İstinaf incelemesi 6100 sayılı HMK’nın 355. maddesindeki düzenleme gereğince, istinaf dilekçesinde belirtilen nedenler ve kamu düzenine aykırılık bulunup bulunmadığı hususlarıyla sınırlı olarak inceleme yapılmıştır.
Dosya kapsamına, kararın dayandığı delillerle, yasaya uygun gerektirici nedenlere, delillerin takdirinde bir isabetsizlik bulunmamasına ve ileri sürülen istinaf sebepleri dikkate alındığında mahkemenin vakıa ve hukuki değerlendirmesinde usul ve esas yönünden yasaya aykırılık bulunmamasına, hükme esas alınan bilirkişi raporunun denetime elverişli ve hüküm kurmaya yeterli olmasına, davaya konu gayrinakdi çek alacağının, çek koçanının davalı şirkete teslim edildiğinin ve çek yasal sorumluluk tutarlarının üçüncü kişilere ödendiğinin kanıtlanamamasına, davalı şirketin davacı banka nezdinde doğrudan borçlanma sistemi hesabında yeterli bakiye bulunmasına rağmen davacı banka tarafından davalı şirketin kredi hesabının kullanılması sonucu faiz işletilmesinin yerinde bulunmamasına göre, HMK.nun 355. maddesi uyarınca kamu düzenine ilişkin konularda da kararın esasına etkili bir aykırılık bulunmaması nazara alınarak, davacı vekilinin istinaf sebepleri yerinde görülmediğinden, istinaf başvurusunun esastan reddine karar verilerek aşağıdaki şekilde hüküm kurulmuştur.

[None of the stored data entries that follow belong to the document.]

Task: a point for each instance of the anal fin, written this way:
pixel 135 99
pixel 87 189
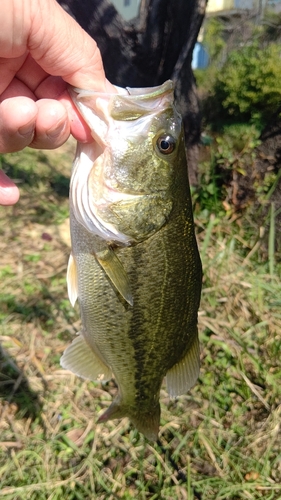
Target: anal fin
pixel 84 362
pixel 116 272
pixel 183 375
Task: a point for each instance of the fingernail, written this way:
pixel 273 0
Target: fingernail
pixel 57 130
pixel 26 130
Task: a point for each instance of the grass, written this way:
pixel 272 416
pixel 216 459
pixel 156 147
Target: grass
pixel 221 441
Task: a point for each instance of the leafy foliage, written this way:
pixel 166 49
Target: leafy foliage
pixel 248 86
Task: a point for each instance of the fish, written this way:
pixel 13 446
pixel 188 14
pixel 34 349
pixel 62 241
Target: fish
pixel 134 266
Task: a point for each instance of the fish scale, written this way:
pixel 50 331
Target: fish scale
pixel 138 287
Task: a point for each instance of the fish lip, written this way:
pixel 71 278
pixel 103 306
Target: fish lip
pixel 129 92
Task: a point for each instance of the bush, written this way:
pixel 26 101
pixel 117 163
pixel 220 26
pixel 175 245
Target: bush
pixel 248 86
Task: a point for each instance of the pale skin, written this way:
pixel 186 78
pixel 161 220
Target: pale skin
pixel 42 49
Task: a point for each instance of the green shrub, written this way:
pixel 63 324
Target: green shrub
pixel 248 86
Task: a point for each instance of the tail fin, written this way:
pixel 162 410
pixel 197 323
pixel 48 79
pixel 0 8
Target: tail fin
pixel 146 422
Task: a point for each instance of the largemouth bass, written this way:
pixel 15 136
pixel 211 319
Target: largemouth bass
pixel 134 267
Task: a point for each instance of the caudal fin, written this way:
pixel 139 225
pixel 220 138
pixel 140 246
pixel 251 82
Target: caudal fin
pixel 146 422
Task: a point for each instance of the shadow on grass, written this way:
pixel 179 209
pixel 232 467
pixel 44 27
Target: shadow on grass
pixel 14 388
pixel 31 176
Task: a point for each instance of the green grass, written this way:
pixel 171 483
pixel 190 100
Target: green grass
pixel 221 441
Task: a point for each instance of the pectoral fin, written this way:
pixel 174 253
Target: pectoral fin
pixel 116 272
pixel 72 280
pixel 84 362
pixel 182 376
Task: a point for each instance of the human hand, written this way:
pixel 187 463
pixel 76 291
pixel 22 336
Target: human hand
pixel 41 50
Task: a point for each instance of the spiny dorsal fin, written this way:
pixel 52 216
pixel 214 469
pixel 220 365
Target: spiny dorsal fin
pixel 84 362
pixel 182 376
pixel 72 280
pixel 110 263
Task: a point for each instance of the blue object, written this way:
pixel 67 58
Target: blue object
pixel 200 57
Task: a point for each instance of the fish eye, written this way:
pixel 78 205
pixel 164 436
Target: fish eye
pixel 166 144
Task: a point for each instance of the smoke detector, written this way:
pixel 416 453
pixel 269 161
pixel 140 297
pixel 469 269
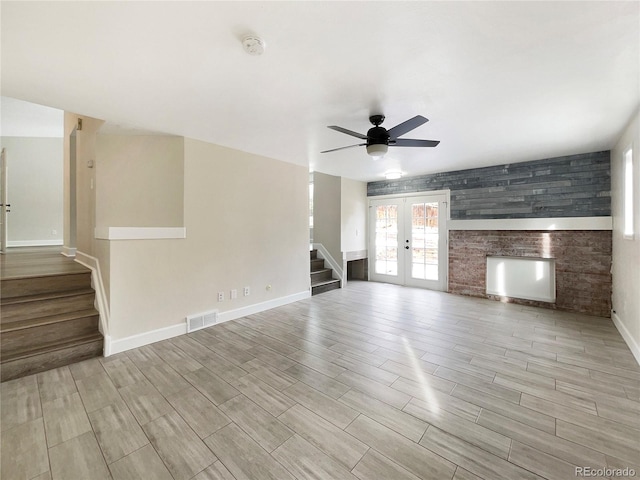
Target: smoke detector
pixel 253 45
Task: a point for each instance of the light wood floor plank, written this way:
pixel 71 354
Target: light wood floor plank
pixel 372 381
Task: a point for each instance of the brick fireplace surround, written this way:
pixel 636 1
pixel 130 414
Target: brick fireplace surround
pixel 583 264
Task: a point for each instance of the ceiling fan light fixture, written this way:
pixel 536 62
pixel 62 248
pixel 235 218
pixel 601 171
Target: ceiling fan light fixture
pixel 253 45
pixel 377 150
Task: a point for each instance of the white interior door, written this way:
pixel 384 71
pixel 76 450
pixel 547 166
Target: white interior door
pixel 408 241
pixel 3 201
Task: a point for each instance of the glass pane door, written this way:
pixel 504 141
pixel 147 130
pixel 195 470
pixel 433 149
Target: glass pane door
pixel 408 241
pixel 424 239
pixel 385 218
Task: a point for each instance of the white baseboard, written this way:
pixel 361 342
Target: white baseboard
pixel 626 335
pixel 120 345
pixel 261 307
pixel 69 251
pixel 140 340
pixel 33 243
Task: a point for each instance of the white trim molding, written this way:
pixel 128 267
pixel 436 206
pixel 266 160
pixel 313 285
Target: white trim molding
pixel 140 233
pixel 102 306
pixel 261 307
pixel 626 335
pixel 141 339
pixel 69 251
pixel 34 243
pixel 550 224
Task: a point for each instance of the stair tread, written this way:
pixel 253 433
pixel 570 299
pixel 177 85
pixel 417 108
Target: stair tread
pixel 46 296
pixel 53 346
pixel 46 320
pixel 322 270
pixel 324 282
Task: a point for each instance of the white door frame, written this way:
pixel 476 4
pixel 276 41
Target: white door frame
pixel 4 198
pixel 404 277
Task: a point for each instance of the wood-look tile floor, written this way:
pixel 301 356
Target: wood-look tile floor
pixel 372 381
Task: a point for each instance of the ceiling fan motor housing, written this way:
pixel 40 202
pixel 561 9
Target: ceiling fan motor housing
pixel 377 136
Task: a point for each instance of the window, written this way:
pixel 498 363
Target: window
pixel 628 194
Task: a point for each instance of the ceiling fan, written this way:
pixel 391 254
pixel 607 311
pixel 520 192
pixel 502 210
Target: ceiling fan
pixel 378 139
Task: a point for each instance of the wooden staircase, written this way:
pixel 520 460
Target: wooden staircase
pixel 47 314
pixel 321 278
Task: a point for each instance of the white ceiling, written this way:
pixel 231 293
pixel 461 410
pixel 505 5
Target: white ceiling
pixel 25 119
pixel 500 82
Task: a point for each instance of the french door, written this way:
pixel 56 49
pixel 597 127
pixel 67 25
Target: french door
pixel 407 239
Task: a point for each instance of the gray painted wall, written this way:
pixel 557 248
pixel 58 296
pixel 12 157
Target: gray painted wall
pixel 570 186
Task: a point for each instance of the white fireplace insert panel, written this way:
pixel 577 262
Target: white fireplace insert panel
pixel 529 278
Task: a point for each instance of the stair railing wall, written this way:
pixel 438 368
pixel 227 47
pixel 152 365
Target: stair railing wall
pixel 102 302
pixel 338 270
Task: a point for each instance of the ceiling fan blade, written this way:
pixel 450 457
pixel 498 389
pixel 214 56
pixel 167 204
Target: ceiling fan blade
pixel 407 126
pixel 342 148
pixel 348 132
pixel 408 142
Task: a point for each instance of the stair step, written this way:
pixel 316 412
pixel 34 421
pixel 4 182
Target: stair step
pixel 324 274
pixel 26 286
pixel 47 304
pixel 324 286
pixel 25 335
pixel 317 264
pixel 49 356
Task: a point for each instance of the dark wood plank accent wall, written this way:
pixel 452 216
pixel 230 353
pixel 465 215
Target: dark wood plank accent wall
pixel 570 186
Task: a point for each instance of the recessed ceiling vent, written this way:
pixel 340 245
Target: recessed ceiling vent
pixel 201 320
pixel 253 45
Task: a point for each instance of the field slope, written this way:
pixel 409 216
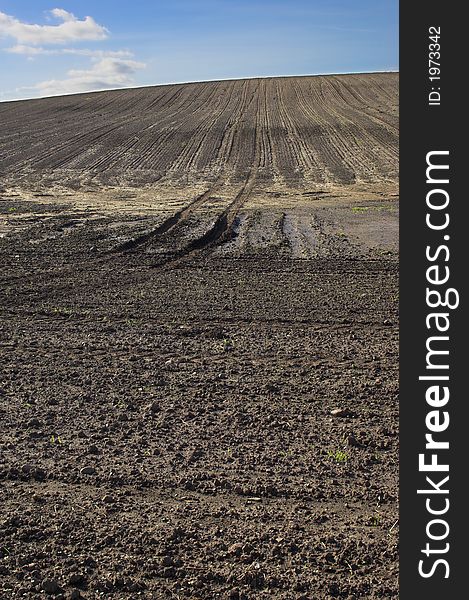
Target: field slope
pixel 198 341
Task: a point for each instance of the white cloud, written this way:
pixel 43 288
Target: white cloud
pixel 39 50
pixel 70 30
pixel 105 73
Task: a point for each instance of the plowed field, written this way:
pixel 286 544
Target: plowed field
pixel 199 341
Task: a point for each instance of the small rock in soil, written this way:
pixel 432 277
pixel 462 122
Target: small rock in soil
pixel 88 471
pixel 50 586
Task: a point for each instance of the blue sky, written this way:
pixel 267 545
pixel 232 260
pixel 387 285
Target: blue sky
pixel 52 47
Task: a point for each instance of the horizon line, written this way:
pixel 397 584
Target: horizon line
pixel 151 85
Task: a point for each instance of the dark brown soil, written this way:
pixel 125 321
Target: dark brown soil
pixel 198 397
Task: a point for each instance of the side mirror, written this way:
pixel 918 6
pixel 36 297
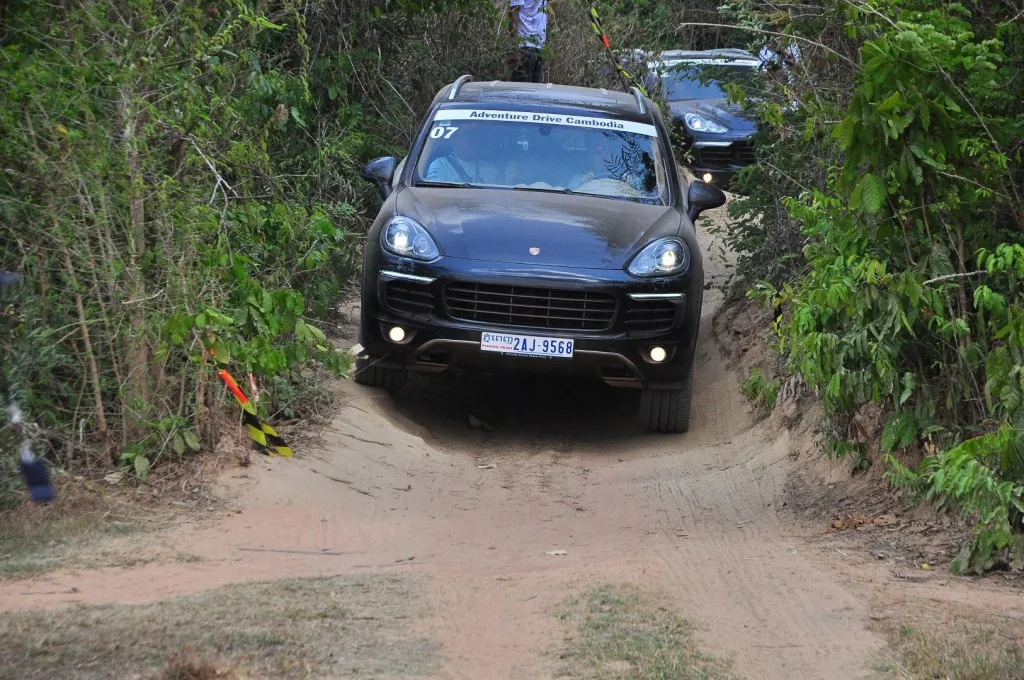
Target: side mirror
pixel 701 197
pixel 380 171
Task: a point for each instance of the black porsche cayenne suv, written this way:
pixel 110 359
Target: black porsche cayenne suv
pixel 538 227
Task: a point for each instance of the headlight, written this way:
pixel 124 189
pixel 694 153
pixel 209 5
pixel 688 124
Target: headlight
pixel 662 258
pixel 698 123
pixel 408 238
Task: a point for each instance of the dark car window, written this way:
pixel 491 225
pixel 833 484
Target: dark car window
pixel 574 154
pixel 690 81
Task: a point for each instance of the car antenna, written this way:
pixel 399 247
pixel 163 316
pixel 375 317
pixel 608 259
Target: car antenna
pixel 639 96
pixel 457 84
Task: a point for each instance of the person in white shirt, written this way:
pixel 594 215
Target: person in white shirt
pixel 528 22
pixel 773 55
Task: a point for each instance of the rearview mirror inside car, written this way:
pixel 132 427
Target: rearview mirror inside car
pixel 380 171
pixel 701 197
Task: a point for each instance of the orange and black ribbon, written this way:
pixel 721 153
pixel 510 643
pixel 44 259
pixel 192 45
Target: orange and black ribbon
pixel 264 436
pixel 628 79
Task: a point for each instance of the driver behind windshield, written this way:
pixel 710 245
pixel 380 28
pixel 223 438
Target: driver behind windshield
pixel 598 163
pixel 459 161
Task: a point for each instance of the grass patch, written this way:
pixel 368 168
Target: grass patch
pixel 337 627
pixel 83 528
pixel 952 644
pixel 620 632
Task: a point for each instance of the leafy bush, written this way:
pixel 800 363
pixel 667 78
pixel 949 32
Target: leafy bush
pixel 906 290
pixel 181 179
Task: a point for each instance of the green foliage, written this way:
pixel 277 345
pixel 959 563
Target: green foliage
pixel 904 286
pixel 183 179
pixel 762 392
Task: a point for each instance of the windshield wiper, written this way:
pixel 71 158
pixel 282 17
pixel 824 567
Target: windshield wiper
pixel 427 182
pixel 543 190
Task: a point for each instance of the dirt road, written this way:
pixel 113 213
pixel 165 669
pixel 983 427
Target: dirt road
pixel 406 485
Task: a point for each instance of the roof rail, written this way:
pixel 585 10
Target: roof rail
pixel 636 93
pixel 457 84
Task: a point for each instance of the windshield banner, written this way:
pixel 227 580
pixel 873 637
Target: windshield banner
pixel 570 120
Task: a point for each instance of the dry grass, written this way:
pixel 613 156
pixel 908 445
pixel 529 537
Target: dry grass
pixel 951 643
pixel 86 523
pixel 620 632
pixel 338 627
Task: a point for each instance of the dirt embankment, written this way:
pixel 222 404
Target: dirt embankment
pixel 553 487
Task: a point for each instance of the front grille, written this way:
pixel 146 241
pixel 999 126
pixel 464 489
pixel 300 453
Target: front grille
pixel 409 297
pixel 530 307
pixel 739 153
pixel 745 154
pixel 651 316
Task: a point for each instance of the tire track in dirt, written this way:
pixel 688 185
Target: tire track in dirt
pixel 397 489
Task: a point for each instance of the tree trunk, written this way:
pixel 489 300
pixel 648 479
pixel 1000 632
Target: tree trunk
pixel 137 381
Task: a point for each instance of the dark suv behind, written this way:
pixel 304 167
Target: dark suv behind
pixel 716 133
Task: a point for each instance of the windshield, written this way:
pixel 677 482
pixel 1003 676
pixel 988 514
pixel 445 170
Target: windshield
pixel 704 81
pixel 544 152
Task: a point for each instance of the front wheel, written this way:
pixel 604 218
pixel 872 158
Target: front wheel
pixel 369 373
pixel 668 410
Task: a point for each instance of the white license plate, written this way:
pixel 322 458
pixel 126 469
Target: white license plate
pixel 525 345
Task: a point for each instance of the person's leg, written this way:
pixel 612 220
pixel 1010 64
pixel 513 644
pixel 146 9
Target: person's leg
pixel 524 66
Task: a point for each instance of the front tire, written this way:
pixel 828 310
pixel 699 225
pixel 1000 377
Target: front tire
pixel 668 410
pixel 368 372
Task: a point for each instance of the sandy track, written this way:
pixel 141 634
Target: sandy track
pixel 689 516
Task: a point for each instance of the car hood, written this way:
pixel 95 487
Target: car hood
pixel 502 225
pixel 720 111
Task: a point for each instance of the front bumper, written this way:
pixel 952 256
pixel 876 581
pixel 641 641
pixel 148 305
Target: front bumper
pixel 417 297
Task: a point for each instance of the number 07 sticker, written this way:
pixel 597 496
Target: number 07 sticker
pixel 442 131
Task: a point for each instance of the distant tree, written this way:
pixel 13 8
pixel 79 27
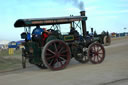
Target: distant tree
pixel 103 33
pixel 95 33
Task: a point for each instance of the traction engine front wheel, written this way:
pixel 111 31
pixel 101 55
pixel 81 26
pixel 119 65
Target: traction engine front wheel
pixel 96 53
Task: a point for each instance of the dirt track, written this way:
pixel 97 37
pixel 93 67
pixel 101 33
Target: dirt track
pixel 113 71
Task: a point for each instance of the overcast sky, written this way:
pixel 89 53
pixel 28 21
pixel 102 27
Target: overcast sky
pixel 108 15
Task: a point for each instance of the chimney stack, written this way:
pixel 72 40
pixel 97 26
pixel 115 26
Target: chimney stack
pixel 83 23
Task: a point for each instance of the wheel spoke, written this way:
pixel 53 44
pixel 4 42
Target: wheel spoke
pixel 60 61
pixel 55 47
pixel 61 49
pixel 62 58
pixel 51 62
pixel 50 57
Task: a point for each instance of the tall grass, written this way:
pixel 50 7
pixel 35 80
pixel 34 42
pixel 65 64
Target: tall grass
pixel 9 62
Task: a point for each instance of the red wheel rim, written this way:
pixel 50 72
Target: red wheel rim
pixel 56 55
pixel 96 53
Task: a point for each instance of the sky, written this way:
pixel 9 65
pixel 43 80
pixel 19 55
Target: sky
pixel 107 15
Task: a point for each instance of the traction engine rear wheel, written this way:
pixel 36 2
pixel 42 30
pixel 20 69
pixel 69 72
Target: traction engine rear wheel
pixel 56 55
pixel 96 53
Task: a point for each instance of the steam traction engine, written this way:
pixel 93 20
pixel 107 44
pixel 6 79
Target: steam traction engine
pixel 55 51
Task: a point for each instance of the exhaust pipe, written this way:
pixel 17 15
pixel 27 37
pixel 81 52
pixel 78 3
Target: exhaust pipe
pixel 83 24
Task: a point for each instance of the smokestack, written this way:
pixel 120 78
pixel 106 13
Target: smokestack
pixel 83 23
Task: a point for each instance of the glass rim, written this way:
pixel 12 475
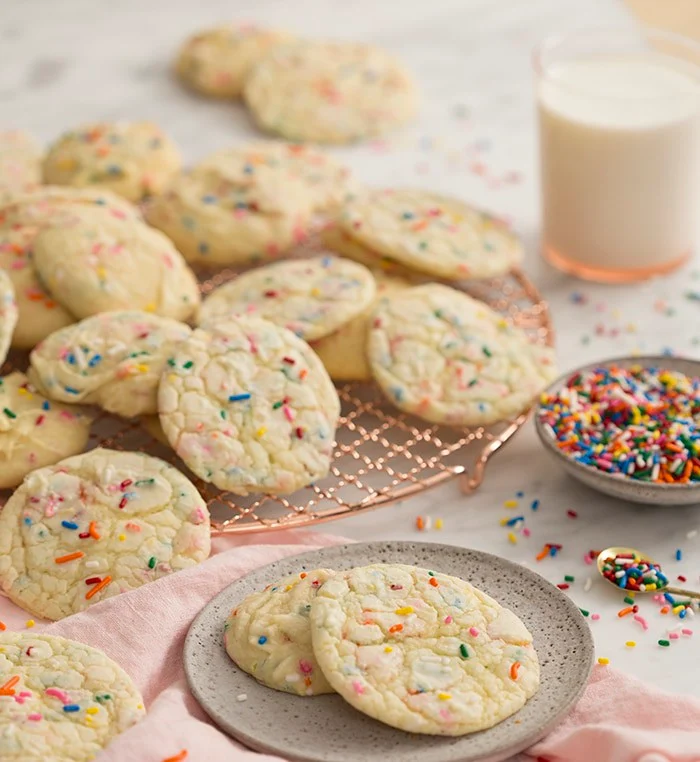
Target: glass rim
pixel 554 41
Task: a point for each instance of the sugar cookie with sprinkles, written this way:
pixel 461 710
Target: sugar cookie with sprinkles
pixel 248 406
pixel 93 262
pixel 311 297
pixel 422 651
pixel 34 431
pixel 8 314
pixel 330 92
pixel 436 235
pixel 133 159
pixel 326 180
pixel 216 61
pixel 448 358
pixel 113 359
pixel 64 700
pixel 215 217
pixel 268 635
pixel 96 525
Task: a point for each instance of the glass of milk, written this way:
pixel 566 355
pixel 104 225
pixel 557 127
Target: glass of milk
pixel 619 119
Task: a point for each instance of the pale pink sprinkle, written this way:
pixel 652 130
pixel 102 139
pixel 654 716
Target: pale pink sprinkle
pixel 56 693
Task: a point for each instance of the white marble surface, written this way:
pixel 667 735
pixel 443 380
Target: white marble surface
pixel 69 61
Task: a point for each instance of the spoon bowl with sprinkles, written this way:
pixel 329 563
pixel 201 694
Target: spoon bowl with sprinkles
pixel 628 427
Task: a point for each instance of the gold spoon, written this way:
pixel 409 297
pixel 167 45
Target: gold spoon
pixel 612 553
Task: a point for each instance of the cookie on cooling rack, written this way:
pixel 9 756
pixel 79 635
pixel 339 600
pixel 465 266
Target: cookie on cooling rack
pixel 248 406
pixel 70 700
pixel 268 635
pixel 92 261
pixel 216 61
pixel 98 524
pixel 330 92
pixel 311 297
pixel 34 431
pixel 429 233
pixel 448 358
pixel 112 359
pixel 218 216
pixel 422 651
pixel 133 159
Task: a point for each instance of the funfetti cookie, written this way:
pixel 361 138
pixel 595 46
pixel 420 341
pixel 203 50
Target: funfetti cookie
pixel 133 159
pixel 113 359
pixel 34 431
pixel 422 651
pixel 63 700
pixel 326 180
pixel 8 314
pixel 269 637
pixel 433 234
pixel 330 92
pixel 96 525
pixel 310 297
pixel 248 406
pixel 216 217
pixel 448 358
pixel 216 61
pixel 94 262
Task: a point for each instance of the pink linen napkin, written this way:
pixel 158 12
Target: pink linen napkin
pixel 619 719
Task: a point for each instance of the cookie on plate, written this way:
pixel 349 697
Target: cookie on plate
pixel 448 358
pixel 34 431
pixel 311 297
pixel 248 406
pixel 112 359
pixel 70 700
pixel 326 180
pixel 268 635
pixel 330 92
pixel 433 234
pixel 93 262
pixel 133 159
pixel 96 525
pixel 21 219
pixel 216 61
pixel 8 314
pixel 422 651
pixel 217 218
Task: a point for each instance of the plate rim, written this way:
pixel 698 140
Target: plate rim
pixel 405 545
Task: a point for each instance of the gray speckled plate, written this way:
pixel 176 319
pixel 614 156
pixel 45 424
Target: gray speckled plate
pixel 326 729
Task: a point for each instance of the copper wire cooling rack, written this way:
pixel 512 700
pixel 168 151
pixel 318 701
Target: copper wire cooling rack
pixel 381 455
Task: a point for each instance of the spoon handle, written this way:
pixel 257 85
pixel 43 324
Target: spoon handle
pixel 680 591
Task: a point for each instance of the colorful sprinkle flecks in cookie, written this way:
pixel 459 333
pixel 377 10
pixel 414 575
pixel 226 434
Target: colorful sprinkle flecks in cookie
pixel 640 423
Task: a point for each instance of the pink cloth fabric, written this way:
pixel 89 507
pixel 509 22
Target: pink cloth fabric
pixel 619 719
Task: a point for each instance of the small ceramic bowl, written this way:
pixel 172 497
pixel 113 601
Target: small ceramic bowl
pixel 651 493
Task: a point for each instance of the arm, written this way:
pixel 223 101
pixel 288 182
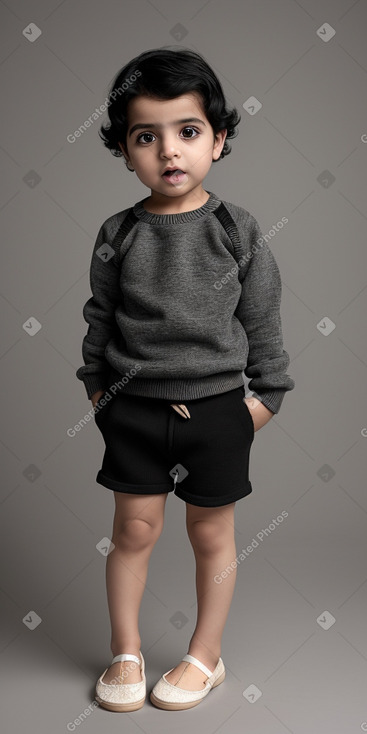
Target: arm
pixel 259 313
pixel 99 313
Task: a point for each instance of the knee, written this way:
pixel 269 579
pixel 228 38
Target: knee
pixel 206 537
pixel 135 534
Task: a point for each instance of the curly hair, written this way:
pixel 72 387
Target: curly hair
pixel 166 73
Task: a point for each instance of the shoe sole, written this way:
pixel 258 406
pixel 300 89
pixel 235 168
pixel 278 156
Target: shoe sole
pixel 172 706
pixel 120 707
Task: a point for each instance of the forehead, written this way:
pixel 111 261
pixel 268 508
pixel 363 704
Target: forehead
pixel 146 109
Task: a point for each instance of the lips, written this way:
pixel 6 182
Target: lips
pixel 170 171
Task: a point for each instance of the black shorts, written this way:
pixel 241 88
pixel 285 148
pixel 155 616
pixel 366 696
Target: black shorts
pixel 151 449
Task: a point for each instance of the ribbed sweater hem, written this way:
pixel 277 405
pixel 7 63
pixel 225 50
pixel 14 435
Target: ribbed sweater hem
pixel 176 388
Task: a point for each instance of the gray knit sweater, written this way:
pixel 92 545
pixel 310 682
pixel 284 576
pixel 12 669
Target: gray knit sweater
pixel 173 321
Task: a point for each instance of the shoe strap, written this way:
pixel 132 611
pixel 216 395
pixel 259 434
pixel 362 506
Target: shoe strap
pixel 126 656
pixel 190 659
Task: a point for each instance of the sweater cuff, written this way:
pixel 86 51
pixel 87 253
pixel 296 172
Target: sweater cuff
pixel 272 399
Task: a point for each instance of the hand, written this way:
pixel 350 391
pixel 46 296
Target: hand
pixel 259 413
pixel 95 397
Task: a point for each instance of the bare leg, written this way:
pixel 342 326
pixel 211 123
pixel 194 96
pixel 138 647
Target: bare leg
pixel 211 533
pixel 137 525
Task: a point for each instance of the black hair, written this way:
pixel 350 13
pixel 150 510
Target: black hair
pixel 166 73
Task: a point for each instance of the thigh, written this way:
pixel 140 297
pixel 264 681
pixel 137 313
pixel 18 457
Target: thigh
pixel 147 507
pixel 222 516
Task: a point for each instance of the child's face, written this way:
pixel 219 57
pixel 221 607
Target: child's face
pixel 162 140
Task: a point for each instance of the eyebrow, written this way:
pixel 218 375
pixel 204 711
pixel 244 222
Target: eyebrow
pixel 141 126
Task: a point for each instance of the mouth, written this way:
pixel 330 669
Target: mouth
pixel 175 175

H Ü K Ü M: Gerekçesi yukarıda açıklandığı üzere;
1-Davacı vekilinin İzmir 2. Asliye Ticaret Mahkemesinin 15/10/2019 Tarihli 2018/1079 Esas ve 2019/1126 Karar sayılı kararına yönelik istinaf itirazlarının HMK’nın 353/1-b.1. maddesi gereğince ESASTAN REDDİNE,
2-İSTİNAF AŞAMASINDA; davacıdan alınması gereken 80,70 TL istinaf karar harcından peşin alınan 44,40 TL’nin mahsubu ile eksik kalan 36,30 -TL’nin davacıdan alınarak Hazineye gelir kaydına (harç işlemlerinin ilk derece mahkemesince yerine getirilmesine),
3-Davacı tarafından yapılan istinaf yargılama giderlerinin kendileri üzerinde bırakılmasına,
4-HMK 333.maddesi uyarınca karar kesinleştiğinde varsa taraflarca yatırılan gider avansından kullanılmayan bakiyenin yerel mahkemece hesaplanarak ilgili olduğu tarafa iadesine,
5-İstinaf incelemesi duruşmasız yapıldığından vekalet ücretine hükmedilmesine yer olmadığına,
6-Kararın taraflara tebliği, kesinleştirme, harç ve gider avansı işlemlerinin ilk derece mahkemesince yerine getirilmesine,
Dair; dosya üzerinden yapılan inceleme neticesinde HMK’nın 362/1-a maddesi gereğince miktar itibariyle kesin olmak üzere 10/11/2022 tarihinde oy birliği ile karar verildi.